According to Shams Charania of The Athletic, Williamson's height was officially measured at 6-6 recently -- a bit surprising considering Williamson was listed at 6-7 last year at Duke. We've heard of young players growing over the course of their careers, but they rarely shrink. From Charania:

"With the NBA installing new rules for teams to verify accurate player heights, as the New York Times reported last week, here is one of the most notable entries so far: No. 1 overall pick Zion Williamson measured officially at 6-foot-6, league sources said. The phenom was listed at 6-foot-7 during his freshman season at Duke."

Before everyone rushes to label this the first sign that the No. 1 overall pick will be a bust, it's not actually all that surprising. The NBA has reportedly given a mandate this season that all players be listed at their actual heights -- without shoes on. Because shoes generally add an inch or so, it makes logical sense that Williamson would now measure at 6-6 instead of 6-7.

And really, Zion's height isn't a matter of concern. Anyone with decent vision can see that Williamson's leaping ability is second to none, and he famously broke the Duke vertical leap record last summer. Are we really concerned that the guy who did this earlier this week is "only" 6-foot-6?

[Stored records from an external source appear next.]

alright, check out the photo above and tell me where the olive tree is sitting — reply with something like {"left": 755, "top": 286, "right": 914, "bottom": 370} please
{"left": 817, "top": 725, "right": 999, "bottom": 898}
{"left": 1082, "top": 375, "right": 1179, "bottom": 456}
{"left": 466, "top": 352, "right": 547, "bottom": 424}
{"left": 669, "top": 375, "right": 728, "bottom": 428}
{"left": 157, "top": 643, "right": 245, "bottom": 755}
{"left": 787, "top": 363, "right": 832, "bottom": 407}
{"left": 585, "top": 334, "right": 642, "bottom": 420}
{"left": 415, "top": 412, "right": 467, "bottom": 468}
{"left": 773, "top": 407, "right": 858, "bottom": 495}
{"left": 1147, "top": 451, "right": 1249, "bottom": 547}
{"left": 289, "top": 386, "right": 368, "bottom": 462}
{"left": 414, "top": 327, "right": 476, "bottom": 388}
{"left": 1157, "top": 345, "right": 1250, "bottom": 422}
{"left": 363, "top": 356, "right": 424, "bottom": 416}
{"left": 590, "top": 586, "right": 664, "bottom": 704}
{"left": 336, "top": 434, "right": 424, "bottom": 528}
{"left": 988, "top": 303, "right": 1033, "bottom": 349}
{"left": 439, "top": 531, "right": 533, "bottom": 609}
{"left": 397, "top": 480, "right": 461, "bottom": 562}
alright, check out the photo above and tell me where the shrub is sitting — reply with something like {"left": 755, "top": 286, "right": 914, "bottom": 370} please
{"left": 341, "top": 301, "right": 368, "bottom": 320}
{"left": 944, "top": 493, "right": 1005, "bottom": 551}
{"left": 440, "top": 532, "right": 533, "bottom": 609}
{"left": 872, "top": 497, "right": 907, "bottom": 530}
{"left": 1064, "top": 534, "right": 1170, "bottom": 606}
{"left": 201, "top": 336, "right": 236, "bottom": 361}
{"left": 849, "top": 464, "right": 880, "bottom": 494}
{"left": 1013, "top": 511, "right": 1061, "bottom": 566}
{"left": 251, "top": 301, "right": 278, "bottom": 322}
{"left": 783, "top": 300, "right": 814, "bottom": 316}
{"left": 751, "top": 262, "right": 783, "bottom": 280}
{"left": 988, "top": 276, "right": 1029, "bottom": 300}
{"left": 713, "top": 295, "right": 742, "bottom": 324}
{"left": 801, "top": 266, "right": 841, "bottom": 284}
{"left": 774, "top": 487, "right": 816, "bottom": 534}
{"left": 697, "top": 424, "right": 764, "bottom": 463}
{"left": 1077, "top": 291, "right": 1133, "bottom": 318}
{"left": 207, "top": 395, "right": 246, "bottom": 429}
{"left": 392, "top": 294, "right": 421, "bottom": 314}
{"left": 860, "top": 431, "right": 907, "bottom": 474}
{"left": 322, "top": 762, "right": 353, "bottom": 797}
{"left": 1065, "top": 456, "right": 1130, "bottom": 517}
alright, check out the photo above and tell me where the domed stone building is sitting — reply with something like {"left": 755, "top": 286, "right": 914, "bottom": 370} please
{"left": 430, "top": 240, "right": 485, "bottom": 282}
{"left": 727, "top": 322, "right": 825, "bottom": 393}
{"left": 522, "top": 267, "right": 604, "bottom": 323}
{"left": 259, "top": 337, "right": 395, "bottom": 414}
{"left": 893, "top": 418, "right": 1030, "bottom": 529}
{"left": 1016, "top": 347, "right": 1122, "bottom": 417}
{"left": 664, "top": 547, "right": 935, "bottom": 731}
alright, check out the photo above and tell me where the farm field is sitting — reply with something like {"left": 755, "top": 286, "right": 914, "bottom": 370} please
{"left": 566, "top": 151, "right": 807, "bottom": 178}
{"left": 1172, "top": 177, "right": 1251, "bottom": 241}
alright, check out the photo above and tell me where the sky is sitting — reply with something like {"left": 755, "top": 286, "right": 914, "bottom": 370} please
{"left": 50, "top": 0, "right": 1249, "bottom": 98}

The more intriguing metric regarding Zion is his weight, as there is some concern about keeping the 19-year-old healthy given the force he exerts on his muscles and bones every night with his style of play. But surely the New Orleans strength and conditioning staff has already formulated a detailed plan to keep their prized asset at his ideal playing weight.

As for his height, he certainly won't be the last NBA player to take a hit of an inch or two heading into the regular season.